Do those who cry foul at this kind of manipulative trickery have a point? Few people seem to have a problem with more conventional forms of price discrimination. On this basis, the criticism of more modern approaches seems a bit inconsistent.

Consumer power

That may be the case, and perhaps it is indeed economically sensible, rational and perfectly legitimate for companies to seek ever more sophisticated ways to channel as much of the economic surplus of a transaction into their coffers. That is not without danger though. Misguided as the suspicion of consumers may be, a company that is seen as manipulative and devious risks losing its reputation, and its customers to the competition.

But what if the competition too resorts to ever cleverer price discrimination methods? Will we eventually all pay our reservation price for everything we buy?

It is unlikely we will get to that point any time soon. A Bloomberg article about Uber’s latest ploy hints at ways in which riders can fool the algorithms that try to guess our willingness to pay: feed it confusing signals. Open the app at random and check prices, even if you have no intention to ride – just to make yourself look price-sensitive.

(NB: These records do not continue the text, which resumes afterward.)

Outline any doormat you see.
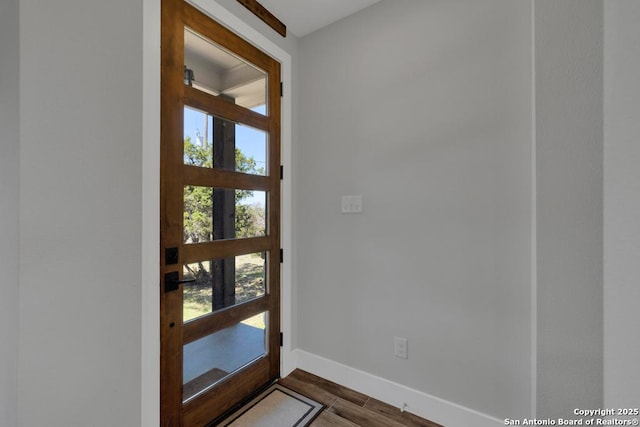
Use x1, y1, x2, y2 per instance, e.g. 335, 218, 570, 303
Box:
218, 384, 324, 427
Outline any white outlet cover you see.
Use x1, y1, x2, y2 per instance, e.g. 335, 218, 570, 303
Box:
393, 337, 409, 359
342, 195, 362, 214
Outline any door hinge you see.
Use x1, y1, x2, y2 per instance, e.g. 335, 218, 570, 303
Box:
164, 247, 180, 265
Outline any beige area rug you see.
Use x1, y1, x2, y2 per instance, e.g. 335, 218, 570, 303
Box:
218, 384, 324, 427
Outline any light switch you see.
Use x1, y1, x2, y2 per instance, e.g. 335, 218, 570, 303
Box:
342, 195, 362, 213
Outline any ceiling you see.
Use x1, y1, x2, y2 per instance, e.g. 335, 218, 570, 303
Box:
260, 0, 380, 37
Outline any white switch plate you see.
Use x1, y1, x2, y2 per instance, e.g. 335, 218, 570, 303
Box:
393, 337, 409, 359
342, 195, 362, 213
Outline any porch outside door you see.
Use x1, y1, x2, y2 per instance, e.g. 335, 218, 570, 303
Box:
160, 0, 280, 427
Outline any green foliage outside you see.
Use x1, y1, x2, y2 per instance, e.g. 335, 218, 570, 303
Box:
184, 137, 265, 243
183, 137, 266, 321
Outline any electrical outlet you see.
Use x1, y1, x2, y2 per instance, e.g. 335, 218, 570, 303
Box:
342, 195, 362, 213
393, 337, 409, 359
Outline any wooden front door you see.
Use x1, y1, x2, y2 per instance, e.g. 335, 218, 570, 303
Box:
160, 0, 280, 427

We consumers are on the whole a reasonable and tolerant lot. We don’t mind a bit of advertising, and we’re OK with websites using cookies – even if it is to help companies make more money. But when we think this kind of stuff is going too far, we strike back. In with the ad blockers and with our browser’s private mode to prevent sites tracking our moves.

And so it is more generally with the experience we get from internet companies. It’s great that we can take a ride with Uber, but any company that underestimates the resourcefulness of people who feel they’re actually being taken for a ride does so at its own risk and peril.